For newly listed Wingfit needing to show growth, this pragmatic choice makes sense—build volume first, own channels later.

Industry Outlook: Three Routes in Industrial Humanoid Robotics

Hongjun 001’s rollout reflects route divergence in industrial humanoid robotics. Three main routes:

Route 1: General-Purpose Humanoid Robot

Players: Tesla Optimus, Figure AI, 1X Technologies
Design: Closest possible to human form, aiming for universal use—“one robot fits all.”
Pros: Large imagination space, strong versatility
Cons: Extremely difficult technically, costly, slow to deploy at scale

Route 2: Scene-Customized Humanoid Robot

Players: Wingfit Hongjun, some Unitree products
Design: Optimize for specific scenarios (e.g., manufacturing), with trade-offs on form
Pros: Faster deployment, controllable cost, easier customer validation
Cons: Limited generality; new scenarios may require redesign

Route 3: Cobots + Large Model

Players: Some upgraded traditional industrial robot makers
Design: Add large model capabilities to existing cobots, not aiming for human form
Pros: High technical maturity, customer acceptance
Cons: Shape limitations, hard to perform complex combined move+operate tasks

Wingfit chose Route 2, fitting its DNA—starting from parallel and SCARA robots, deep understanding of industrial needs, knowing which features are essential vs. nice-to-have.

Comparison of the three technical routes for industrial humanoid robots

Challenges and Questions

Hongjun 001’s story invites scrutiny:

1. Technical Verification ≠ Mass Delivery

“Passing technical verification” is far from “mass delivery.” Verification is in controlled environments, limited time, simple conditions. Mass delivery faces 24/7 operation, variable environments, and long-term stability tests.

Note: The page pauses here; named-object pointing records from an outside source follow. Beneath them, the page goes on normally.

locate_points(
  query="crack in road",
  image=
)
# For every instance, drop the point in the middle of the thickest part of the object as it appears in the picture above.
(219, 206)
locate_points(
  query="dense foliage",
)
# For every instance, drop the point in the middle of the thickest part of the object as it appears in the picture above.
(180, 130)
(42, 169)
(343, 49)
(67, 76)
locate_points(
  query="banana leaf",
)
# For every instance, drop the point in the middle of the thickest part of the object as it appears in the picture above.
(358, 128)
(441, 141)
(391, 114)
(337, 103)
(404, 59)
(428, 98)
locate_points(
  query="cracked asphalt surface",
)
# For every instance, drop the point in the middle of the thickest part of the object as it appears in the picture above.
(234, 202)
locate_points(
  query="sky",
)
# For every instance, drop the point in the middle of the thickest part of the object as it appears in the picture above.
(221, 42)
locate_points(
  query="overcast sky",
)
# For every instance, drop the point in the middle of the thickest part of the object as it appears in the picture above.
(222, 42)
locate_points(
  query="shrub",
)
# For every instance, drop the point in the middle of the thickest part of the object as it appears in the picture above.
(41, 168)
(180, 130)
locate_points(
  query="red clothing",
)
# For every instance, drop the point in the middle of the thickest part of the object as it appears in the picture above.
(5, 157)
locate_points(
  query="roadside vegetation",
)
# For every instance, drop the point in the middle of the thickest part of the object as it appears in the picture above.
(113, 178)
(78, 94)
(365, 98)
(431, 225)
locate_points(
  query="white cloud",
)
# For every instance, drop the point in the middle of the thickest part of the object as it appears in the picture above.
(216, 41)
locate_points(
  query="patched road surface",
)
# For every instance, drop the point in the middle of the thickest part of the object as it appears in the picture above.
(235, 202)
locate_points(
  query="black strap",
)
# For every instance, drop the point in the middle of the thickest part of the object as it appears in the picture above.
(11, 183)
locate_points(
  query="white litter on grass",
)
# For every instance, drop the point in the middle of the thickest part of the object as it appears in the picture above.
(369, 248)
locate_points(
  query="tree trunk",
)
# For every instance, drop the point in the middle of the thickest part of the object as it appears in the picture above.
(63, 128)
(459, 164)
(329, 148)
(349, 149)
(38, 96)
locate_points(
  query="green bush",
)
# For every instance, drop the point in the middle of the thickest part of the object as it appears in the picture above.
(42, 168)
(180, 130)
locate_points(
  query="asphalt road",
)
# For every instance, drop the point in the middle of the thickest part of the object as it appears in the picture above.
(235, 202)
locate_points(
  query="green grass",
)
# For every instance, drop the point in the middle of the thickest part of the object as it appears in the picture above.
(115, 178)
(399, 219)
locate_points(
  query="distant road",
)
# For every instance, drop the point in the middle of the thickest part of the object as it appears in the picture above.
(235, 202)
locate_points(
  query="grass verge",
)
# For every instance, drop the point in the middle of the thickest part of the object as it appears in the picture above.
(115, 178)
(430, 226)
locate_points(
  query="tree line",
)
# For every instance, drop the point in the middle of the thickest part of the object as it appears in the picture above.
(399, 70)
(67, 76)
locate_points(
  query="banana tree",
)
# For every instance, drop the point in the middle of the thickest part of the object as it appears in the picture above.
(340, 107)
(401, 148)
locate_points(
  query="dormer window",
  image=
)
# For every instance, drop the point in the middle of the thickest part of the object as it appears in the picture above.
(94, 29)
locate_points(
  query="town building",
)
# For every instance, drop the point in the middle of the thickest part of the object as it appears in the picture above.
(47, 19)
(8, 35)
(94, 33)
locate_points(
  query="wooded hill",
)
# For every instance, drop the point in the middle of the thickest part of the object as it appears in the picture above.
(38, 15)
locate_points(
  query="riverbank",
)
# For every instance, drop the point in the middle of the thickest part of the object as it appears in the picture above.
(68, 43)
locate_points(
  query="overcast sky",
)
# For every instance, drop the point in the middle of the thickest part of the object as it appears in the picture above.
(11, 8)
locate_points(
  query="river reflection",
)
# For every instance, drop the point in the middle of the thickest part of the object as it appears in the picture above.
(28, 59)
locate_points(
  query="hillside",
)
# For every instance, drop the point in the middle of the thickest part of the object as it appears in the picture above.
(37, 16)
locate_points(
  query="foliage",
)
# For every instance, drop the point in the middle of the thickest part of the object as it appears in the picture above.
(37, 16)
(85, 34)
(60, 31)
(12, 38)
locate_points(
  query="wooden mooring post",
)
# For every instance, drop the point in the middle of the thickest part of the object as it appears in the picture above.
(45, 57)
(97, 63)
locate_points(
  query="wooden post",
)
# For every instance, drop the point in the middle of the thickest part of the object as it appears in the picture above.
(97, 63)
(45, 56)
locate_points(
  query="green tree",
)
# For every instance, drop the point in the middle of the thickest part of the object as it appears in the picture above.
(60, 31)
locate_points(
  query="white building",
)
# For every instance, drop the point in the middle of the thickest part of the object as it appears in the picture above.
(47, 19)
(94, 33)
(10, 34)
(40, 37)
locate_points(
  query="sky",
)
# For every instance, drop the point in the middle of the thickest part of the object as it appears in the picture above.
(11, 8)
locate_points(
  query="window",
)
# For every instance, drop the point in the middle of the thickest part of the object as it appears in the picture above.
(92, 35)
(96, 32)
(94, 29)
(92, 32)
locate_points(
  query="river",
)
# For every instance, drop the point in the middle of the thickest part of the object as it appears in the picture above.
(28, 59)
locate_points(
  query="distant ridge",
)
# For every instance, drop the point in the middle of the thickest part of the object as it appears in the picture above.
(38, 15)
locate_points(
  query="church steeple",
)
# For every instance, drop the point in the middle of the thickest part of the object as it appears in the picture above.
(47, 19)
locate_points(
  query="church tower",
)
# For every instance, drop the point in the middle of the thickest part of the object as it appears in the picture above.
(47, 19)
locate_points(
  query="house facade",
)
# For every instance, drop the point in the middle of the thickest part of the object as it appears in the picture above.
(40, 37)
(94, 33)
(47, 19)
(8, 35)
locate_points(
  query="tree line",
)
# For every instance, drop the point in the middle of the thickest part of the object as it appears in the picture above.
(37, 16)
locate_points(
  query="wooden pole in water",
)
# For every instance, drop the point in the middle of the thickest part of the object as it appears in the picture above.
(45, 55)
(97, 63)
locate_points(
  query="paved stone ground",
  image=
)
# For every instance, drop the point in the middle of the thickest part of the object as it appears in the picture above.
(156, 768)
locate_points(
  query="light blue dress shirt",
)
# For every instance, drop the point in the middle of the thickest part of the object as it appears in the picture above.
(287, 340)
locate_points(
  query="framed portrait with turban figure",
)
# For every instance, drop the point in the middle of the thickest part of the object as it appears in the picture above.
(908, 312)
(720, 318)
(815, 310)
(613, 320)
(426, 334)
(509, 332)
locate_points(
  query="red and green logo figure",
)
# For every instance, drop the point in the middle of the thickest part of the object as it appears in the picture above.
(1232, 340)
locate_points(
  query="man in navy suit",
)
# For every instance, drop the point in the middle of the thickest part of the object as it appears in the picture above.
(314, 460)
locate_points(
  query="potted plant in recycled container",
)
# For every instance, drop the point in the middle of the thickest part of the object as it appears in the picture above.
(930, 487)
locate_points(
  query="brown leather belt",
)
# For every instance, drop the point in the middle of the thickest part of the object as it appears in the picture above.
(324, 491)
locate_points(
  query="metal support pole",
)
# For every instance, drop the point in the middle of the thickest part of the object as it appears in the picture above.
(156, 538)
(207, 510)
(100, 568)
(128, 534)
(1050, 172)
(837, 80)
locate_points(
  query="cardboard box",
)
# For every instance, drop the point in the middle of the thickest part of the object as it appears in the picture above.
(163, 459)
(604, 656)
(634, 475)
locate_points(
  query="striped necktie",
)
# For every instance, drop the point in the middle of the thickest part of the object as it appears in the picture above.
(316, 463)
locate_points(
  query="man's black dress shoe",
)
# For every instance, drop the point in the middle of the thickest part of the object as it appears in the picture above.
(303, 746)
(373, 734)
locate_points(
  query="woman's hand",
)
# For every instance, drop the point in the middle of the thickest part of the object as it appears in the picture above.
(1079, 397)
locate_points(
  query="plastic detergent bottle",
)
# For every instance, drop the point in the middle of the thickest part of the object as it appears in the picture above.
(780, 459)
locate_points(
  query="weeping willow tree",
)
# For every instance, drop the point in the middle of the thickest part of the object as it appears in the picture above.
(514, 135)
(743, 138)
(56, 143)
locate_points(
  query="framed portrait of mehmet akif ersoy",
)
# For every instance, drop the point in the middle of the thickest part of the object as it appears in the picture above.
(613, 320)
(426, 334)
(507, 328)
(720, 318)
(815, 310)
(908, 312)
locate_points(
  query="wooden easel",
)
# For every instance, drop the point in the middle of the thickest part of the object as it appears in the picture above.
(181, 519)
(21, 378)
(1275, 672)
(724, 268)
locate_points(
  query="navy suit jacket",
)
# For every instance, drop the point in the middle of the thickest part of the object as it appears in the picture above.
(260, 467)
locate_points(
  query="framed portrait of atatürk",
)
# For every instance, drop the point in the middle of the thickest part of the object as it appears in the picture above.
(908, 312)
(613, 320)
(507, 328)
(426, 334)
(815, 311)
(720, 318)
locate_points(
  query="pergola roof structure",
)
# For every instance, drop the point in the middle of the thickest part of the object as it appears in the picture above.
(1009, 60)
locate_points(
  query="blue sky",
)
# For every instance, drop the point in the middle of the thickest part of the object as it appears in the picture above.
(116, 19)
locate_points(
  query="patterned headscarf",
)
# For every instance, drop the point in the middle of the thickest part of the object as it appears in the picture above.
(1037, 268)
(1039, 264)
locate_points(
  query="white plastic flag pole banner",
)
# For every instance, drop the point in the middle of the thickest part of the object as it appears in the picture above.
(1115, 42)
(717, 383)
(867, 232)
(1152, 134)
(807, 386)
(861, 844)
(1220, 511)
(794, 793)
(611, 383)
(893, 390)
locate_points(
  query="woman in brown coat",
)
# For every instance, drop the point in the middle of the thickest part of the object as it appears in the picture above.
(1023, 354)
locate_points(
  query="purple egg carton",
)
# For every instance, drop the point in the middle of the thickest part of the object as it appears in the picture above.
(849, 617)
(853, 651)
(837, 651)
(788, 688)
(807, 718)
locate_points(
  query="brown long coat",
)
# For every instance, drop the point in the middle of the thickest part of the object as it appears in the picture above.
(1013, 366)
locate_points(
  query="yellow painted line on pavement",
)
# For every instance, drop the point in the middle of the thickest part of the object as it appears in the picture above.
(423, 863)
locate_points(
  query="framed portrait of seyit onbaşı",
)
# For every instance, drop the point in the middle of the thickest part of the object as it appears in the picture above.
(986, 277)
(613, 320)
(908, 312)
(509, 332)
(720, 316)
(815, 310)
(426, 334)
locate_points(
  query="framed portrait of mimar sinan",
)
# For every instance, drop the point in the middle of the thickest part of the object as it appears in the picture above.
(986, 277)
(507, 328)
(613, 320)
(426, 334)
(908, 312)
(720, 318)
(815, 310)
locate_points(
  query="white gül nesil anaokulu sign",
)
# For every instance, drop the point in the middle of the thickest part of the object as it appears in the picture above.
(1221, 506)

Questions for Wingfit: What’s Hongjun 001’s MTBF? Maintenance costs?

2. Yi Brain’s Generalization Ability

Can a model verified in Factory A work in Factory B? Will it correctly handle parts from different brands/models? This hinges on data accumulation and model iteration. Wingfit needs a virtuous cycle: more clients → more data → better model → more clients.

3. Cost Control

Pricing not disclosed; similar products range from tens of thousands to millions RMB. Core client calculus: robot replacing humans—how soon is ROI? Over 3 years and SMEs may hesitate.

In May, Wingfit released an ODM wheeled humanoid chassis, pursuing modularity to cut costs. Good idea, but needs time to prove efficacy.

4. Competitive Landscape

Industrial humanoid robotics is crowded: domestic players include UBTECH, Unitree, cloudminds; abroad—Tesla, Figure AI, etc.

Wingfit’s advantages: industrial robot DNA + large model capability + capital from HK listing. Turning these into orders will require proving value one client at a time.

Conclusion

Hongjun 001’s launch represents a pragmatic direction for industrial humanoid robotics: not chasing sci-fi all-purpose robots, but solving real factory problems.

It won’t backflip, but it can tighten bolts on the line. It’s not bipedal, but it can move through narrow workshops. Yi Brain won’t write poetry, but it can turn vague task instructions into precise assembly actions.

This may be the right way to combine industrial large models and humanoid robots: less showmanship, more actual work.

How far this direction can go will be answered by more orders, more data, and more validation.


References:

(Note: This article is based on publicly available reports; no suitable reference links available.)